それはいい、が、今の課題は・・・夕食である
最初は自分で作ろうと思ったのだが、ちなみの手料理をぜひ食べてみたい
と思ったのだ。
第一俺あんまし料理うまくないし。
「まだ料理できてないんですか?」
急にかけられた声に驚き、その声の方向を見てみると、オレの隣にちなみが立っ
ていた。
「俺が料理作るなんて一言も言ってないけど」
「・・・迷わずキッチンに向かって行ったので、・・・作ってくれるものだと・・・思うじゃないで
すか」
「いや、だってちなみの手料理食べたかったんだもん」
少し呆れた口調でちなみが続く。「・・・気安く名前で呼ばないでください」
「一緒に住んでるんだし敬語はやめよーぜ俺のこともタカシでいいよ。

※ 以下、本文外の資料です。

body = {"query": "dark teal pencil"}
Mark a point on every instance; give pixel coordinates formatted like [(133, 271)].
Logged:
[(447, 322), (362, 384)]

あ、それ
とも俺のことを旦那だと思って貴方って呼んでくれてるのかな」
オレはニヤニヤしながら問い掛けるとちなみは怒ったのか顔を真っ赤にして
「ち、違います!誰があな・・・別府君を夫だと思うなんてっ!」
とりあえず貴方から別府くんにグレードアップしたのでよしとしよう。
「まぁ、いいけどさ、とりあえず敬語は本当にやめてくれよ、他人行儀みたいだ
し」
オレが諭すようにいうと不機嫌ながらも納得してくれたのかコクンと頷いた。
「・・・わかった・・・別府君の言うとおりにするのは何だか癪だけど・・
「おお普通の口調新鮮だな」
「別府君がやれっていったんじゃない・・・ばか・・・」
そういって上目づかいで俺の胸をぺしぺしと叩きはじめた。俺を萌え殺すきですね。
「で・・・」
コクン
「時間がないからといってちなみの進めで野菜炒めを作ったわけだが」
コクン
「俺も途中まで手伝ったよな?」
コクン
「そしてちなみが邪魔だからあっちいっててていってオレはまっていたわけだ。俺
のちなみの真似似てる?」
「・・・前半は首を縦に降るけど最後のは・・・横」
「それはどうでもいいんだ、なぜ俺の目の前に野菜炒めの形をした異臭を放つ物体
があるんだ」
そう、俺はいくらなんでも全部ちなみに任せてしまうのは心苦しかったので、少し手伝ったのだ。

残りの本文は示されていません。